Apache Hive compatibility
Applies to: Databricks Runtime
Apache Spark SQL in Azure Databricks is designed to be compatible with the Apache Hive, including metastore connectivity, SerDes, and UDFs.
SerDes and UDFs
Hive SerDes and UDFs are based on Hive 1.2.1.
Metastore connectivity
See External Apache Hive metastore (legacy) for information on how to connect Azure Databricks to an externally hosted Hive metastore.
Supported Hive features
Spark SQL supports the vast majority of Hive features, such as:
- Hive query statements, including:
- SELECT
- GROUP BY
- ORDER BY
- CLUSTER BY
- SORT BY
- All Hive expressions, including:
- Relational expressions (
=
,⇔
,==
,<>
,<
,>
,>=
,<=
, etc) - Arithmetic expressions (
+
,-
,*
,/
,%
, etc) - Logical expressions (AND, &&, OR, ||, etc)
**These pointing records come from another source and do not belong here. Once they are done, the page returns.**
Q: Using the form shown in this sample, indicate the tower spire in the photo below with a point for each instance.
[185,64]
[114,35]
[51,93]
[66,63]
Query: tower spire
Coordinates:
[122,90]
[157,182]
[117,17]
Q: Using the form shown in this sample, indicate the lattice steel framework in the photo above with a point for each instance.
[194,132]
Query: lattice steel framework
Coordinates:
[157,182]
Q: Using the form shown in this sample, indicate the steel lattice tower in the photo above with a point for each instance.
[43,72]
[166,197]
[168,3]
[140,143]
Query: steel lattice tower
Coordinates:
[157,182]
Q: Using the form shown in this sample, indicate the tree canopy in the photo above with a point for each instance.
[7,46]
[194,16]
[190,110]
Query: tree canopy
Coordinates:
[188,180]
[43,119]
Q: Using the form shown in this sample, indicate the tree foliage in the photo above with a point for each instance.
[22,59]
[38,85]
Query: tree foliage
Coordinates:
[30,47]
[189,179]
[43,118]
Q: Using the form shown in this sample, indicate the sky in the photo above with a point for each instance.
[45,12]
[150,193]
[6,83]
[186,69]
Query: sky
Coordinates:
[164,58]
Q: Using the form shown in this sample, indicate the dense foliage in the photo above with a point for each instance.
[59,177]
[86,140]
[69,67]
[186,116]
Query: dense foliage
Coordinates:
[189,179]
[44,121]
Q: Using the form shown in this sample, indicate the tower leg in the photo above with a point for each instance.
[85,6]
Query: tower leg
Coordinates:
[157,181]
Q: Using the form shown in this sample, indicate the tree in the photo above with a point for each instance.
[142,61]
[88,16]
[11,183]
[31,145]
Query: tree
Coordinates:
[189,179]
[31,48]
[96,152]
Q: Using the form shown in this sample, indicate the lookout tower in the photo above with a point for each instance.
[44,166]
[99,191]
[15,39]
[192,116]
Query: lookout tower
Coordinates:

- Complex type constructors
- Mathematical expressions (sign, ln, cos, etc)
- String expressions (instr, length, printf, etc)
- Relational expressions (
- User defined functions (UDF)
- User defined aggregation functions (UDAF)
- User defined serialization formats (SerDes)
- Window functions
- Joins
- JOIN
- {LEFT|RIGHT|FULL} OUTER JOIN
- LEFT SEMI JOIN
- CROSS JOIN
- Unions
- Sub-queries
- SELECT col FROM ( SELECT a + b AS col from t1) t2
- Sampling
- Explain
- Partitioned tables including dynamic partition insertion
- View
- Vast majority of DDL statements, including:
- CREATE TABLE
- CREATE TABLE AS SELECT
- ALTER TABLE
- Most Hive data types, including:
- TINYINT
- SMALLINT
- INT
- BIGINT
- BOOLEAN
- FLOAT
- DOUBLE
- STRING
- BINARY
- TIMESTAMP
- DATE
- ARRAY<>
- MAP<>
- STRUCT<>
Unsupported Hive functionality
The following sections contain a list of Hive features that Spark SQL doesn't support. Most of these features are rarely used in Hive deployments.
Major Hive features
- Writing to bucketed table created by Hive
- ACID fine-grained updates
Esoteric Hive features
- Union type
- Unique join
- Column statistics collecting: Spark SQL does not piggyback scans to collect column statistics at the moment and only supports populating the sizeInBytes field of the Hive metastore
Hive input and output formats
- File format for CLI: For results showing back to the CLI, Spark SQL supports only TextOutputFormat
- Hadoop archive
Hive optimizations
A handful of Hive optimizations are not included in Spark. Some of these (such as indexes) are less important due to Spark SQL's in-memory computational model.
- Block level bitmap indexes and virtual columns (used to build indexes).
- Automatically determine the number of reducers for joins and groupbys: In Spark SQL, you need to control the degree of parallelism post-shuffle using
SET spark.sql.shuffle.partitions=[num_tasks];
. - Skew data flag: Spark SQL does not follow the skew data flag in Hive.
STREAMTABLE
hint in join: Spark SQL does not follow theSTREAMTABLE
hint.- Merge multiple small files for query results: if the result output contains multiple small files, Hive can optionally merge the small files into fewer large files to avoid overflowing the HDFS metadata. Spark SQL does not support that.